Comunicaton Mechanism

之前的方法基本都是使用通信范围内固定车辆的所有特征,之后有了自定义的通信机制,对通信的车辆,特征等进行选择.

who2com 2020

[2003.09575] Who2com: Collaborative Perception via Learnable Handshake Communication (arxiv.org)

Who2com 建立了首个带宽限制下的通信机制,通过三阶段握手实现.具体来说,Who2com 使用一般注意力函数计算代理之间的匹配分数,并选择最需要的代理,从而有效减少带宽.

定义了一个三阶段的handshake通信机制,分为request,match,connect.

具体来说,代理首先向邻近的代理广播其请求信息 μ~j~∈ R~m~,代理计算其keys κi∈ R~k~ 与请求信息之间的匹配得分 s~ji~.

一旦理将其匹配分数返回给降级ego代理,ego代理会进一步选择最佳的 n 个代理与之连接

在每个步骤中,每个代理 i 可以通过key生成器 G~i~^k^、信息生成器 G~i~^m^、图像编码器 E~i~ 和任务解码器 D~i~ 对信息进行压缩.

简单来说,对于一个ego代理,首先使用一个request生成器(就是一个网络)得到一个信息.此外其他车也会生成一个key发送给ego代理,然后使用注意力机制计算两者值作为相似度.

# # Message generator
       self.query_key_net = policy_net4(n_classes=n_classes, in_channels=in_channels, enc_backbone=enc_backbone)
       if self.has_query:
           self.query_net = linear(out_size=self.query_size, input_feat_sz=image_size / 32)

       self.key_net = linear(out_size=self.key_size, input_feat_sz=image_size / 32)
       if attention == 'additive':
           self.attention_net = AdditiveAttentin()
       elif attention == 'general':
           self.attention_net = GeneralDotProductAttention(self.query_size, self.key_size)
       else:
           self.attention_net = ScaledDotProductAttention(128 ** 0.5)

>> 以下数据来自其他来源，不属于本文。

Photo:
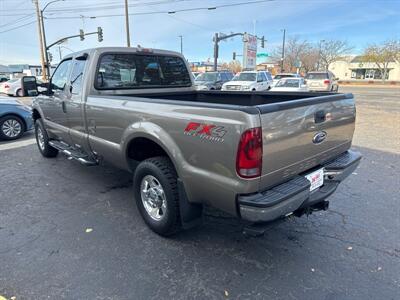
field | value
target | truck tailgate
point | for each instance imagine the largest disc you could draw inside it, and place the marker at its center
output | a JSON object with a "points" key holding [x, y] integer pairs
{"points": [[301, 134]]}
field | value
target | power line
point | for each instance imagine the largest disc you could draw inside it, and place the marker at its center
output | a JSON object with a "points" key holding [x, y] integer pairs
{"points": [[17, 20], [20, 26], [169, 11]]}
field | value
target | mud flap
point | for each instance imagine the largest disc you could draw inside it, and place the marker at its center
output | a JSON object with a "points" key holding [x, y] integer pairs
{"points": [[191, 213]]}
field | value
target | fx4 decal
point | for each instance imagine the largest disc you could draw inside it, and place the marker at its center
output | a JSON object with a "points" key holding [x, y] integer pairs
{"points": [[205, 131]]}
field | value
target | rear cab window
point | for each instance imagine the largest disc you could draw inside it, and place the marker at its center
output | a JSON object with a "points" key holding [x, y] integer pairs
{"points": [[136, 71], [317, 76]]}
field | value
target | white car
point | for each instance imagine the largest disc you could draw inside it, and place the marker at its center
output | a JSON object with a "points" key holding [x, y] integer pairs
{"points": [[279, 76], [249, 81], [290, 85], [13, 87]]}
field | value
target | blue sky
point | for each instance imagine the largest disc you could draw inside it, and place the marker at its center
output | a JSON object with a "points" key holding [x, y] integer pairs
{"points": [[359, 22]]}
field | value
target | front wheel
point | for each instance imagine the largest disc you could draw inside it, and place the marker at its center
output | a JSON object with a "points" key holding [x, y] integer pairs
{"points": [[11, 128], [42, 140], [156, 194]]}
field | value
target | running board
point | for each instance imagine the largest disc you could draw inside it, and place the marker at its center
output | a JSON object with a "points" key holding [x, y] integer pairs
{"points": [[72, 153]]}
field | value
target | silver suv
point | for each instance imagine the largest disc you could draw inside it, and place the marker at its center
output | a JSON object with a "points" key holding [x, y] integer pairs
{"points": [[322, 81]]}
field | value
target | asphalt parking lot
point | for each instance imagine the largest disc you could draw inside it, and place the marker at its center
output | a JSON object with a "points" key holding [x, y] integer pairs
{"points": [[73, 232]]}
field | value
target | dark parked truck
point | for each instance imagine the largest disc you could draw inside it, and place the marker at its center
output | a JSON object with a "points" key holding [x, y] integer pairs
{"points": [[258, 156]]}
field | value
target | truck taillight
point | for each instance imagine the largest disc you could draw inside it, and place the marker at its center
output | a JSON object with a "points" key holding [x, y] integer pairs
{"points": [[249, 156]]}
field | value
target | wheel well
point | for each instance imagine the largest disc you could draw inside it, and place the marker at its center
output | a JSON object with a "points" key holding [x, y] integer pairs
{"points": [[15, 115], [140, 149], [35, 115]]}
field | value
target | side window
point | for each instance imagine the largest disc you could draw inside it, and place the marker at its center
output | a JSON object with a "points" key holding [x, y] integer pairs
{"points": [[264, 77], [77, 76], [127, 71], [60, 76]]}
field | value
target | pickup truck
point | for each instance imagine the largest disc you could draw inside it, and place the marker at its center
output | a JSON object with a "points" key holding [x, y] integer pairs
{"points": [[259, 156]]}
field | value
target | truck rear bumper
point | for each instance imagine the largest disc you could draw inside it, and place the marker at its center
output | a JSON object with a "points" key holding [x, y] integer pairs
{"points": [[295, 194]]}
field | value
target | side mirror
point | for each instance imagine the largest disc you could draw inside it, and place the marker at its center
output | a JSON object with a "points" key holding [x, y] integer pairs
{"points": [[29, 86]]}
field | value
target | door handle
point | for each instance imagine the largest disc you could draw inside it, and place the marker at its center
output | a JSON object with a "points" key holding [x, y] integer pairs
{"points": [[319, 117], [64, 107]]}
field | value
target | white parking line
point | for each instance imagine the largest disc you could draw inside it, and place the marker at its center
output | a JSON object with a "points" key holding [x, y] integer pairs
{"points": [[17, 144]]}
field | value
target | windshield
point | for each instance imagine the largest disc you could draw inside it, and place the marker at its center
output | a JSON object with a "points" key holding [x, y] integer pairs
{"points": [[317, 76], [280, 76], [294, 83], [245, 77], [207, 77]]}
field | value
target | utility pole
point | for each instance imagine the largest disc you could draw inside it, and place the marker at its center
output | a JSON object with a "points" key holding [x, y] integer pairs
{"points": [[42, 50], [45, 45], [283, 49], [319, 53], [181, 37], [216, 40], [128, 39]]}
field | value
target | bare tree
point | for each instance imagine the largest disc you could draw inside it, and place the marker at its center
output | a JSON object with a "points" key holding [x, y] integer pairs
{"points": [[332, 51], [235, 66], [383, 55], [309, 59], [296, 50]]}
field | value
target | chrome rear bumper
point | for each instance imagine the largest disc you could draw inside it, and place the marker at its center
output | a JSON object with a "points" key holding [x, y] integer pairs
{"points": [[295, 194]]}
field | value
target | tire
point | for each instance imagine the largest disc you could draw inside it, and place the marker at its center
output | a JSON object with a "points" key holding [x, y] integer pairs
{"points": [[42, 140], [167, 221], [11, 128]]}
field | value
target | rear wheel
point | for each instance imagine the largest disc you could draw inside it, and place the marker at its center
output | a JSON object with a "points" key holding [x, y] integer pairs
{"points": [[42, 140], [11, 128], [156, 195]]}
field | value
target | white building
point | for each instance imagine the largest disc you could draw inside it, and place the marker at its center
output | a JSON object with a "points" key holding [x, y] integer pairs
{"points": [[355, 68]]}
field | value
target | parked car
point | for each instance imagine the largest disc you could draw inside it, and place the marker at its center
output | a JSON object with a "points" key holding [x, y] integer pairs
{"points": [[13, 87], [279, 76], [249, 81], [195, 74], [324, 81], [15, 118], [289, 84], [212, 80], [259, 157]]}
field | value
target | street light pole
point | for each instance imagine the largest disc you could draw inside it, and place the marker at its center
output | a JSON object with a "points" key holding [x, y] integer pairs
{"points": [[40, 39], [128, 39], [181, 37], [283, 49], [46, 54]]}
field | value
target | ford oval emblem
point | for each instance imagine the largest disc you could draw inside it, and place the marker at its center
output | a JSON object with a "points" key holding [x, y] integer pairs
{"points": [[319, 137]]}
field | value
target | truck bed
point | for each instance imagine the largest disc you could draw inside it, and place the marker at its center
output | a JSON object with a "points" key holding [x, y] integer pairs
{"points": [[226, 100]]}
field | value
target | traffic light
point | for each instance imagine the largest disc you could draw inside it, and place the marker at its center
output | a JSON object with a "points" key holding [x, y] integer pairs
{"points": [[100, 34], [81, 34]]}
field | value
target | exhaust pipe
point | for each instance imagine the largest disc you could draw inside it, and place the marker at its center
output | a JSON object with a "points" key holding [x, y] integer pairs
{"points": [[323, 205]]}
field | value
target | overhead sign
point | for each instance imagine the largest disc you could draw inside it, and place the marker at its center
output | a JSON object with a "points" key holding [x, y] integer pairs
{"points": [[262, 55], [249, 51]]}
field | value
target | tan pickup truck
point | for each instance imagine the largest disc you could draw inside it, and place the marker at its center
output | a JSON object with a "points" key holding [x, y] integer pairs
{"points": [[259, 156]]}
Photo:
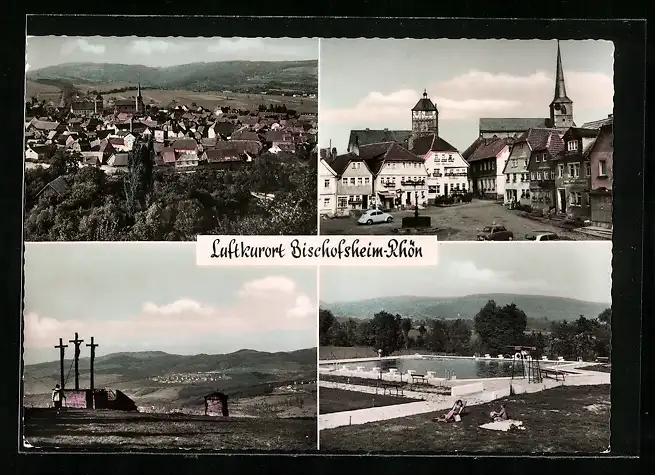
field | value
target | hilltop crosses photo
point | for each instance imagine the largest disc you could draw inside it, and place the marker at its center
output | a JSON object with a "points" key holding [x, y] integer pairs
{"points": [[162, 139], [490, 150], [174, 362]]}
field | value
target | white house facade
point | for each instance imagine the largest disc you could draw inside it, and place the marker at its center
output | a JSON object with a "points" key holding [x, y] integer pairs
{"points": [[447, 173], [354, 185], [399, 183]]}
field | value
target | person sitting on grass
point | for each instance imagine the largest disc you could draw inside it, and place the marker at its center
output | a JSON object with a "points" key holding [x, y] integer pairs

$\mu_j=G_m^j(\tilde{x}_j;\theta_m)\in\mathbb{R}^m \\ s_{ji}=\Phi(\mu_j,\kappa_i),\quad\kappa_i=G_k^i(x_i;\theta_k)\in\mathbb{R}^k \\ \text{General: }\Phi=\mu_j^TW_a\kappa_i \\ \tilde{\boldsymbol{y}}_j=D^j([\tilde{\boldsymbol{f}}_j;f_{\hat{\imath}}];\boldsymbol{\theta}_d) \\ f_{\hat{\imath}}=E^i(x_{\hat{\imath}};\boldsymbol{\theta}_e)\in\mathbb{R}^{d_f\times d_f\times d_c} \tilde{\boldsymbol{f}}_j=E^j(\tilde{\boldsymbol{x}}_j;\boldsymbol{\theta}_e) \\ \tilde{y}_{j}=D^{j}([\tilde{f}_{j};f_{sum}];\theta_{d}),\quad f_{sum}=\sum_{i=1}^{N}\alpha_{j,i}f_{i} \\ \hat{i}=\underset{i}{\operatorname*{argmax}}s_{ji}$

α~j,i~ is ith element of α~j~ = ρ([s~j1~; …; s~jN~ ]) ∈ R^N^ and ρ is a softmax operation

attention方法如下

class ScaledDotProductAttention(nn.Module):
    ''' Scaled Dot-Product Attention '''

    def __init__(self, temperature, attn_dropout=0.1):
        super().__init__()
        self.temperature = temperature
        self.sparsemax = Sparsemax(dim=1)
        self.softmax = nn.Softmax(dim=1)

    def forward(self, q, k, v, sparse=True):
        attn_orig = torch.bmm(k, q.transpose(2, 1))
        attn_orig = attn_orig / self.temperature
        if sparse:
            attn_orig = self.sparsemax(attn_orig)  
        else:
            attn_orig = self.softmax(attn_orig)  
        attn = torch.unsqueeze(torch.unsqueeze(attn_orig, 3), 4)  
        output = attn * v  # (batch,4,channel,size,size)
        output = output.sum(1)  # (batch,1,channel,size,size)
        return output, attn_orig.transpose(2, 1)
        
 class AdditiveAttentin(nn.Module):
    def __init__(self):
        super().__init__()
        # self.dropout = nn.Dropout(attn_dropout)
        self.softmax = nn.Softmax(dim=1)
        self.sparsemax = Sparsemax(dim=1)
        self.linear_feat = nn.Linear(128, 128)
        self.linear_context = nn.Linear(128, 128)
        self.linear_out = nn.Linear(128, 1)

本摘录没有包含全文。